Furthermore, instead of having the following block of code:

// 2 threads
startTime = chrono::high_resolution_clock::now();
#pragma omp parallel for num_threads(2)
for (int i = 0; i < 100000; i++) {
    test();
}
endTime = chrono::high_resolution_clock::now();
diff = endTime - startTime;
cout << "2 threads cost time: " << diff.count() << endl;

replicated a bunch of times, it would have been better to have it a single time and change the number of threads using the environment variable OMP_NUM_THREADS from the outside.

Regarding your update:

for (int k = 0; k < layer->map_count; k++) {
        for (int i = 0; i < map_h; i++) {
            for (int j = 0; j < map_w; j++) {
                double max_value = prev_layer->map[k].data[2*i*upmap_w + 2*j];
                for (int n = 2*i; n < 2*(i + 1); n++) {
                    #pragma omp parallel for
                    for (int m = 2*j; m < 2*(j + 1); m++) {
                         #pragma omp critical
                        max_value = MAX(max_value, prev_layer->map[k].data[n*upmap_w + m]);
                    }
                }
                layer->map[k].data[i*map_w + j] = activation_func::tan_h(max_value);
            }
        }
    }

that critical section is basically making the code sequential.
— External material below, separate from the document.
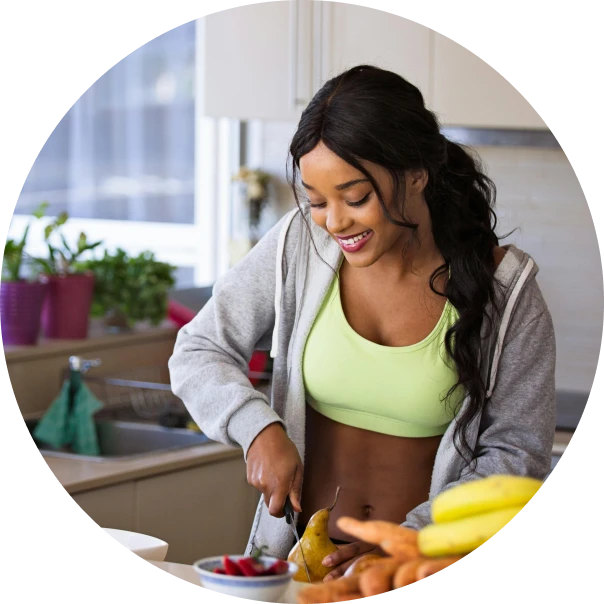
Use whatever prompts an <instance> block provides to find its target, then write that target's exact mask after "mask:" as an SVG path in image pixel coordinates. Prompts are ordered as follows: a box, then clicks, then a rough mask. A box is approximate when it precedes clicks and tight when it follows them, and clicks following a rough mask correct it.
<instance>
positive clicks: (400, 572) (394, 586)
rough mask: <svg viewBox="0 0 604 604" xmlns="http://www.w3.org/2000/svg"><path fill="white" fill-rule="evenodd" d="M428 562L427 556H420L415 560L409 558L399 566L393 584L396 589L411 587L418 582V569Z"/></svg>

Actually even worse than sequential because there is the additional overhead of the locking mechanism.

Instead of #pragma omp critical you should use the OpenMP reduce, which is exactly meant for this kind of situations. Moreover, you can try to parallelize the for (int n = 2*i; n < 2*(i + 1); n++) instead:

for (int k = 0; k < layer->map_count; k++) {
        for (int i = 0; i < map_h; i++) {
            for (int j = 0; j < map_w; j++) {
                double max_value = prev_layer->map[k].data[2*i*upmap_w + 2*j];
                #pragma omp parallel for reduction(max: max_value)
                for (int n = 2*i; n < 2*(i + 1); n++) {
                    for (int m = 2*j; m < 2*(j + 1); m++) {
                        max_value = MAX(max_value, prev_layer->map[k].data[n*upmap_w + m]);
                    }
                }
                layer->map[k].data[i*map_w + j] = activation_func::tan_h(max_value);
            }
        }
    }

A side note, personally, and don't take it in the wrong way, but I think you should spend more time learning first the basics of multithreading and OpenMP before trying to blindly parallelize code.
Please, don't keep adding updates to the original question, with newer question. Just create a new question instead.